See also Charlotte's Bach's Theory of Evolution.
Karoly Hajdu, the son of a tailor, was raised in Budapest. Karoly did badly at school but read voraciously on his own.
After Hungary declared war on the Soviet Union in 1941 he managed to obtain a ‘student exemption’. In 1942 he forged a birth certificate that he was Karoly Mihaly Balazs Agoston Hajdu, son of the Baron of Szadelo and Balkany. Shortly afterwards he was conscripted into the Railway Builders Regiment, but managed to wrangle a transfer to the army propaganda unit – where he stole cameras and sold them on the black market. He later admitted that he had cold-bloodedly killed a teenage soldier because he could not show the right papers, and claimed to have been in the German SS.
After the war his sister emigrated to Venezuela, and later was joined by their mother.
Calling himself Karl Hajdu , Karoly managed to get to the British sector in Austria, and from there, as he spoke good English, to Britain in 1948 as a refugee. Presenting himself as Baron Carl Balkanyi who at been a university lecturer, he got a job at Harwich Labour Exchange, and then at the British Council.
He was experimenting with cross-dressing. A friend left a suitcase with his wife’s dresses and underwear and Carl tried them all on. He asked the friend to remove the case. He bought female clothing, and then purged them.

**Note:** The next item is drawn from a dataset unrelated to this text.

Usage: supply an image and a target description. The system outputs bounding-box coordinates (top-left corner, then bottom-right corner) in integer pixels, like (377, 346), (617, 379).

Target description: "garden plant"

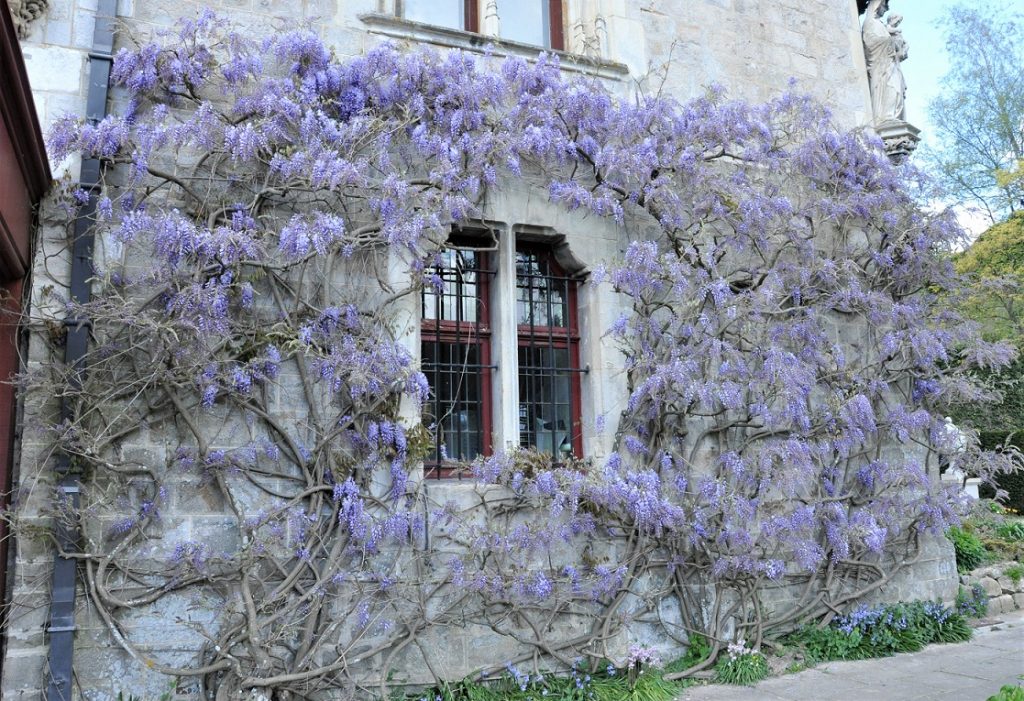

He worked in small hotels and nightclubs, and in Brighton met Phyllis Rogers. She and her son moved to London to be near him, and they were married in February 1953. Carl put his female clothing into storage.
He opened an accommodation agency in Paddington, illegally charging prospective tenants. He was taken to court several times on this charge and for not registering his business, being fined increasing amounts. Shortly after the 1954 conviction, he presented at the Hungarian Embassy declaring that he was a fugitive and prepared to go back. This was reported in the Daily Mail. The Sunday People sent a reporter to his agency, and ran a lengthy article on how he ran his business.
After the Hungarian Uprising, Hajdu collected ₤2,000 to send ‘freedom fighters’ into Hungary, and led a march to Downing Street. However he was not able to explain where the money went.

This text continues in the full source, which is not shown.